By Mohammad Mazhari

Ties between Israel and Persian Gulf monarchies take place in dark: Scottish activist

August 31, 2021 - 14:24

TEHRAN - An anti-racist activist from Scotland says Israel and most Persian Gulf Arab states have clandestine relations.

 “Naturally most of these relations between Israel and the (Persian) Gulf monarchies take place in the dark and so it’s difficult to gauge their extent,” Mick Napier tells the Tehran Times.

“We know however that the UAE hired an Israeli American mercenary company, Spear Operations, to carry out a program of killing political figures, members of the Al Islah Party in Yemen who were opposed to the UAE military presence in the country,” adds Napier. 

Nobody doubts that Persian Gulf Arab countries are competing to earn modern technologies of espionage. It is safe to say that they may have gained access to Israel’s technological skills, including Pegasus, to spy on their foes and dissidents.

“NSO's Pegasus spyware has been shown to have infected the phones of nine activists in Bahrain”

“Knowing that Israel and the UAE cooperated on an assassination program against political figures in Yemen we can safely conclude that their collaboration on matters of repression and illegal surveillance goes much further,” the Scottish activist notes. 

Napier says, “Just on the last few days, NSO's Pegasus spyware has been shown to have infected the phones of nine activists in Bahrain opposed to the Royal dictatorship.”

 “There is no doubt that Israel will continue not only to repress and kill Palestinians but also to profit worldwide from the sale of the skills and technology they have developed to do so,” he argues.
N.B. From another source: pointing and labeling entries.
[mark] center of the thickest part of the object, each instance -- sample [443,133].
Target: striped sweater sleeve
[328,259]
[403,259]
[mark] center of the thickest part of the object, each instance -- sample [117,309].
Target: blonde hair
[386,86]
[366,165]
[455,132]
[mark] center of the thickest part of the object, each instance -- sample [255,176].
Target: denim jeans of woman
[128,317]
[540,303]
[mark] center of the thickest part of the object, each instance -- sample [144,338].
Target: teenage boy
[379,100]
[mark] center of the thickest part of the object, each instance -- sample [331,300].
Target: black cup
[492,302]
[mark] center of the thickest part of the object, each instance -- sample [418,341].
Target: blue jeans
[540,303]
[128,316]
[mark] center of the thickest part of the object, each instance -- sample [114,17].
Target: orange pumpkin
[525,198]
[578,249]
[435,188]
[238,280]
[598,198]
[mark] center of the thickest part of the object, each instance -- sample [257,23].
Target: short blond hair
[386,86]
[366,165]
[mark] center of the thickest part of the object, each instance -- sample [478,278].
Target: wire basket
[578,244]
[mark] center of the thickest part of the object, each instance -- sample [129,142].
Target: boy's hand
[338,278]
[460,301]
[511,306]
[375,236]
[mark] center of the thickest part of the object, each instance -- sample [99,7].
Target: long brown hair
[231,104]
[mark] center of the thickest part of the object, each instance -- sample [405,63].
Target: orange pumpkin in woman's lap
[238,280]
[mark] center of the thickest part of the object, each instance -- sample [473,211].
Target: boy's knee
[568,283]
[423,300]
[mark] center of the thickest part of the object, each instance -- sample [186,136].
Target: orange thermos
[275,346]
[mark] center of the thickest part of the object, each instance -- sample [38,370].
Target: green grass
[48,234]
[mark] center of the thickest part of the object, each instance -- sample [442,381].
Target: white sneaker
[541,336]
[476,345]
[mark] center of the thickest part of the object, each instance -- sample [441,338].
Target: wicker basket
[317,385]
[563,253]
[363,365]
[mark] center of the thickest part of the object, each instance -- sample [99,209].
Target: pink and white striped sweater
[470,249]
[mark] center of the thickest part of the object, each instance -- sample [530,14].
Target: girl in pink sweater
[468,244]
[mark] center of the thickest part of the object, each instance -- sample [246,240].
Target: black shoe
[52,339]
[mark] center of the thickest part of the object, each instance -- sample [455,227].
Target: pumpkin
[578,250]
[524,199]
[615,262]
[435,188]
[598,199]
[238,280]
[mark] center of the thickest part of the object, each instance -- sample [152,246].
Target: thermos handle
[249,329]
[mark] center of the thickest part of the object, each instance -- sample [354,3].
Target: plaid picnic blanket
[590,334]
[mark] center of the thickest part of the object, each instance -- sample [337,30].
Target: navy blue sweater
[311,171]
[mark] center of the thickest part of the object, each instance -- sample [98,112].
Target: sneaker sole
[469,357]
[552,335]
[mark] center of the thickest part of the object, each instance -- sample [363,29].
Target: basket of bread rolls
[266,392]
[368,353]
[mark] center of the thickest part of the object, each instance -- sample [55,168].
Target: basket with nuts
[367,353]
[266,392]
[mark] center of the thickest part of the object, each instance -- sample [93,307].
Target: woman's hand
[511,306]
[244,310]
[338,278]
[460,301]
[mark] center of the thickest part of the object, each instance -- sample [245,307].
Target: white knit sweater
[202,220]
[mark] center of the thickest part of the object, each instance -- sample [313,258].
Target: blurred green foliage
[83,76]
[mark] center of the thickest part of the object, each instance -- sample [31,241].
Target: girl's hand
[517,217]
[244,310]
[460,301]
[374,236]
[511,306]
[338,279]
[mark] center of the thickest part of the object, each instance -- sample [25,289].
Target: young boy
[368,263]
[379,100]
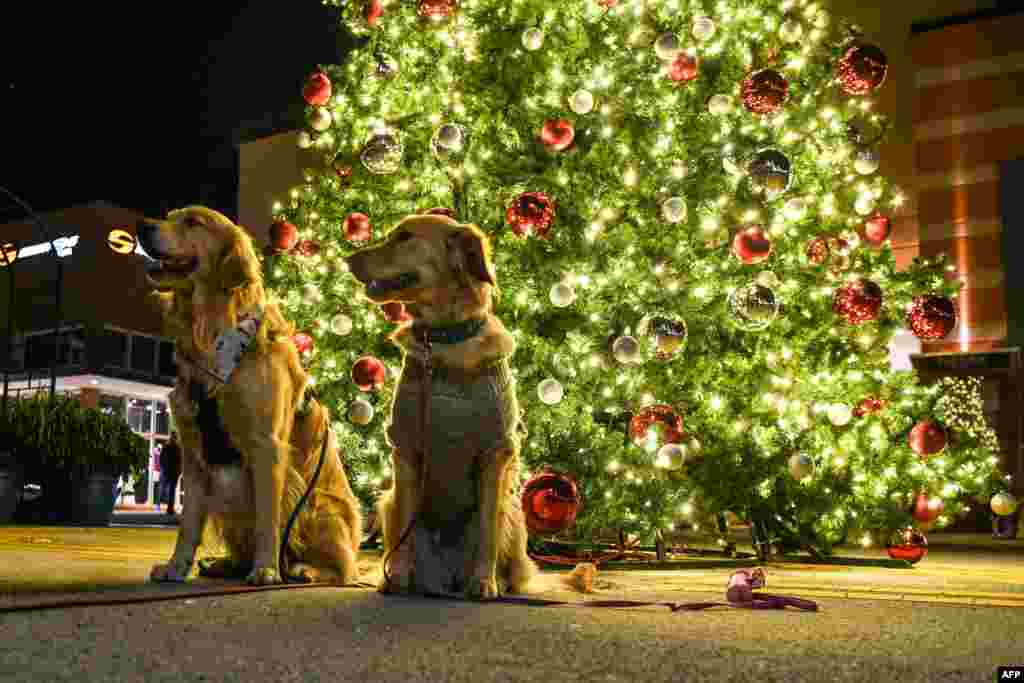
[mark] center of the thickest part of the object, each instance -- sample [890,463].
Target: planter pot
[11,482]
[92,498]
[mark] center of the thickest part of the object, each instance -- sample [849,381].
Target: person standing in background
[170,470]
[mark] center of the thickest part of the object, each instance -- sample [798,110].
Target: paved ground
[955,616]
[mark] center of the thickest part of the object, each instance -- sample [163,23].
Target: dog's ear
[235,267]
[468,254]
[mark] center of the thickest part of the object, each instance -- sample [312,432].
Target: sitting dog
[251,438]
[457,481]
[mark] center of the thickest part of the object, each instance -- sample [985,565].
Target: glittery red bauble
[683,69]
[303,342]
[752,245]
[927,438]
[764,91]
[372,11]
[369,373]
[557,134]
[858,302]
[931,317]
[357,226]
[909,545]
[530,213]
[306,248]
[861,70]
[550,502]
[868,406]
[927,509]
[663,419]
[283,236]
[436,10]
[395,311]
[317,89]
[817,251]
[876,229]
[441,211]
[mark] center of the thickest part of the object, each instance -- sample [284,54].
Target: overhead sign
[121,242]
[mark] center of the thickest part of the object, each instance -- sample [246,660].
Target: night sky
[144,105]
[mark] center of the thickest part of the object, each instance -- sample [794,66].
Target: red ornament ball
[284,236]
[557,134]
[306,248]
[927,438]
[317,89]
[356,226]
[868,406]
[530,213]
[931,317]
[752,245]
[372,11]
[303,343]
[440,211]
[550,502]
[395,311]
[667,424]
[861,70]
[683,69]
[436,10]
[858,302]
[765,91]
[926,509]
[907,544]
[369,373]
[876,229]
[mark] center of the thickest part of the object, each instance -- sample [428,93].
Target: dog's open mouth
[380,287]
[171,268]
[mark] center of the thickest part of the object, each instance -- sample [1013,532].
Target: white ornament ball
[795,208]
[674,210]
[865,161]
[768,279]
[582,101]
[321,119]
[667,46]
[704,28]
[791,31]
[311,294]
[840,414]
[719,104]
[671,457]
[627,350]
[360,412]
[341,325]
[1004,504]
[550,391]
[562,295]
[864,205]
[801,466]
[532,39]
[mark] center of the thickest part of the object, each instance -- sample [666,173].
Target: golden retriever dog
[251,438]
[468,531]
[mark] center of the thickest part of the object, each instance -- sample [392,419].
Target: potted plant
[77,455]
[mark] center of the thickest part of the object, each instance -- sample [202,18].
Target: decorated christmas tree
[691,242]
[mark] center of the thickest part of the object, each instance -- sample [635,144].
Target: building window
[143,354]
[115,348]
[167,368]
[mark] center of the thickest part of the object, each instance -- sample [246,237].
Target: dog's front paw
[171,572]
[481,588]
[263,577]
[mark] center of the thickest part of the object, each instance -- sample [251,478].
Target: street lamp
[48,233]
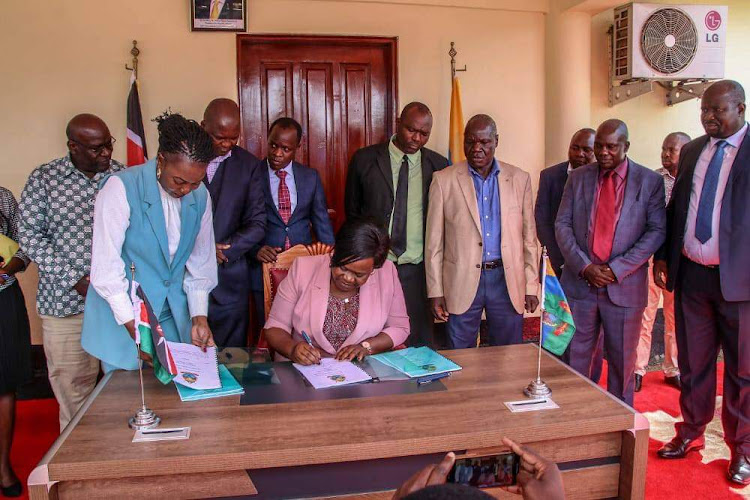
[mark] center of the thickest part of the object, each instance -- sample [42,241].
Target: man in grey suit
[704,261]
[611,221]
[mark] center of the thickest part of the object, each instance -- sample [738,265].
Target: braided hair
[179,135]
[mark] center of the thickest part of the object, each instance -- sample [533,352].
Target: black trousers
[704,323]
[414,284]
[229,322]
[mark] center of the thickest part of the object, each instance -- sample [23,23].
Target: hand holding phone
[486,472]
[538,478]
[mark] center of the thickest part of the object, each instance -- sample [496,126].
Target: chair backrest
[275,272]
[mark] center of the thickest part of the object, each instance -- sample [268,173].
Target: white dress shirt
[111,220]
[708,253]
[290,184]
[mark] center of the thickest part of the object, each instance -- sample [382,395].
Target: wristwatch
[367,346]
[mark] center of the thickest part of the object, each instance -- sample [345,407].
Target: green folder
[229,387]
[8,248]
[417,361]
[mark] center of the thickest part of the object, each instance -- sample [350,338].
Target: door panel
[342,90]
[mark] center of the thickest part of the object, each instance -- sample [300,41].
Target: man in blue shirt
[481,250]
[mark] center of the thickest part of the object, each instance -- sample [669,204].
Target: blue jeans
[505,324]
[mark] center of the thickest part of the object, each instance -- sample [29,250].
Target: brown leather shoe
[739,470]
[673,381]
[679,447]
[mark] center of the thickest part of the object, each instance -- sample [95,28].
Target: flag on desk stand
[456,132]
[136,137]
[557,321]
[150,337]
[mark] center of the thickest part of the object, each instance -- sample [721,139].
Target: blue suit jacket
[551,184]
[147,247]
[734,225]
[311,213]
[640,232]
[239,219]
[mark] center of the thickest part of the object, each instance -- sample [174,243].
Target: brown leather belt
[493,264]
[713,267]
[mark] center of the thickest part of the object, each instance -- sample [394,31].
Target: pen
[431,378]
[307,338]
[309,341]
[530,403]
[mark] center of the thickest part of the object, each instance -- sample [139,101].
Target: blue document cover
[417,361]
[229,387]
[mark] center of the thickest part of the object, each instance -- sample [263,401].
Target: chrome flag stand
[538,388]
[144,418]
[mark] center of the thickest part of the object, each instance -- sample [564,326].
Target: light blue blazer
[146,246]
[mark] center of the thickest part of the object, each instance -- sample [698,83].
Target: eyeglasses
[97,150]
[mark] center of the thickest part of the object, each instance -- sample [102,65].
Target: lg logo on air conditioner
[713,22]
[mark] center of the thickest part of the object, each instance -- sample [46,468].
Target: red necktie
[604,224]
[285,203]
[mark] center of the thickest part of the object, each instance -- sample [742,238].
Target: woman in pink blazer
[349,304]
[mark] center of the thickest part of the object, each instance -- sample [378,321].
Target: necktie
[285,202]
[705,216]
[398,230]
[604,225]
[215,9]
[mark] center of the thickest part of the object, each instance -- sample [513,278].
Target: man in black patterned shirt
[56,220]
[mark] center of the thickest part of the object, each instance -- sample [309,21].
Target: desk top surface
[226,436]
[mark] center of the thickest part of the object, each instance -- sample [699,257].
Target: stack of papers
[229,387]
[417,361]
[196,369]
[333,373]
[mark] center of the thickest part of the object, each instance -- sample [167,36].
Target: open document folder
[333,373]
[417,361]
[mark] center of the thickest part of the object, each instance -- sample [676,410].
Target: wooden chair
[275,272]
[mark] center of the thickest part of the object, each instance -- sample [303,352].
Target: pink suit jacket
[302,301]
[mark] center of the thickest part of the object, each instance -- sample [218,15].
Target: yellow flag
[456,134]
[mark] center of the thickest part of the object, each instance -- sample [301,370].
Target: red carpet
[689,477]
[37,428]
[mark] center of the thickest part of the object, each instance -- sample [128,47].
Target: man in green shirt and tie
[390,183]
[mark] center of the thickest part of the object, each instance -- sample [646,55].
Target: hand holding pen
[305,353]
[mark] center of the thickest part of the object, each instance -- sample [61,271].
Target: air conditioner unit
[669,42]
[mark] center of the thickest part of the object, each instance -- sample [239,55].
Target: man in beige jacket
[481,250]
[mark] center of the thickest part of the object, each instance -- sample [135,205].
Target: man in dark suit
[551,184]
[234,182]
[704,261]
[295,202]
[390,182]
[611,221]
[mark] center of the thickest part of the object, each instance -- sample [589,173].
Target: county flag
[557,321]
[136,137]
[150,337]
[456,132]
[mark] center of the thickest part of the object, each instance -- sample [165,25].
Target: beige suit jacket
[453,246]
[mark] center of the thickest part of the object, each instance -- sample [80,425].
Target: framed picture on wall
[218,15]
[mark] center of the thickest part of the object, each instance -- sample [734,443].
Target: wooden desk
[600,443]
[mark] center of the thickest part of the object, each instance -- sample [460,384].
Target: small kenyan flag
[150,337]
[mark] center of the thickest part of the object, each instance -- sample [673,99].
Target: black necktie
[398,230]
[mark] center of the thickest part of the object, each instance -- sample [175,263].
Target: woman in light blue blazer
[157,217]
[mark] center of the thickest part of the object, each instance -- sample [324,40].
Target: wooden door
[342,90]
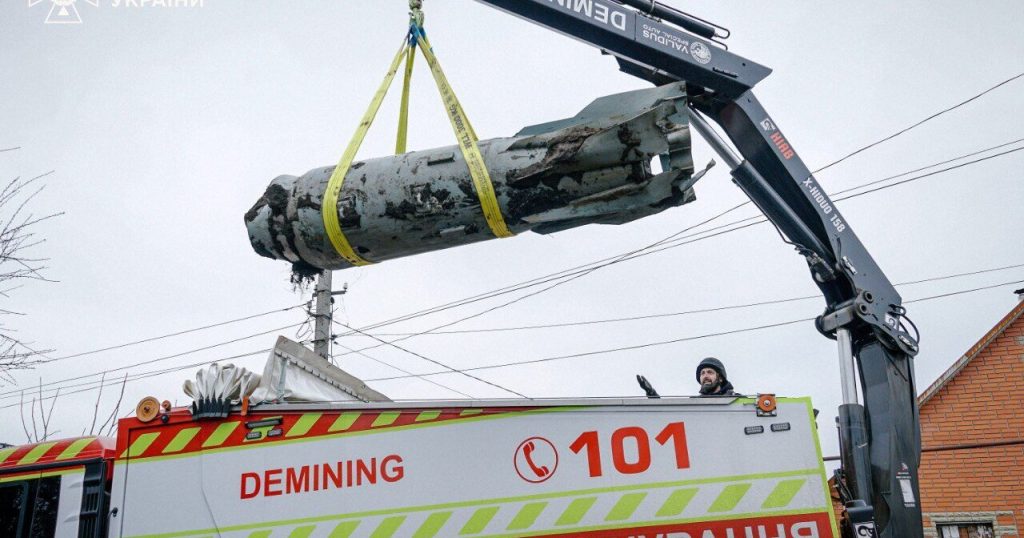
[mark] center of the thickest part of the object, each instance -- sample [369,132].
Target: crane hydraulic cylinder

Actually, spyware is used to collect information about journalists and rights activists, especially in Arab monarchies that have normalized their ties with Israel.

“Internationally, Israel has monetized its mass killings and repression of Palestinians by selling surveillance products through companies such as NSO whose Pegasus software is the means of repression of choice for dictatorships worldwide,” the activist says. 

He adds, “It’s natural that they should learn from the masters.”

Some political commentators keep saying that most of the countries that bought the Pegasus program are countries ruled by authoritarians in which freedom is heavily suppressed.

Historical facts show how Israel has spied on its friends as much as it did on its foes, but Pegasus was a new tool for Israel’s widespread spying activities.

 As a powerful hacking tool, Pegasus has been sold to governments around the world by the Israeli surveillance company NSO Group.

It has been used to mainly spy on journalists, human rights activists, and political leaders by some Arab monarchies that have black records in their human rights records.

According to Haaretz, Rafi Eitan, the head of Israel’s main spy agency Mossad, Israel was not only right to spy on allies but that it has always done so systematically. 

“Industrial espionage including theft was necessary for Israel to produce its secret nuclear weapons arsenal in the face of U.S. opposition at the time,” Napier points out. 

Apparently, the tradition of industrial espionage and theft of technology from the U.S. has been continuing up until the present day.

“Israeli spy Jonathan Pollard stole industrial quantities of sensitive documents on behalf of Israel, caught and served 30 years in American prisons before being released in 2015 and allowed to immigrate to Israel last year,” he says. 

 “Now Israel is by no means alone in conducting industrial and economic espionage against the U.S., and is not even the only U.S. ally to do so,” Napier concludes. 

“But it is the only country to spy on the U.S. systematically while receiving vast amounts of aid from the same country it targets.”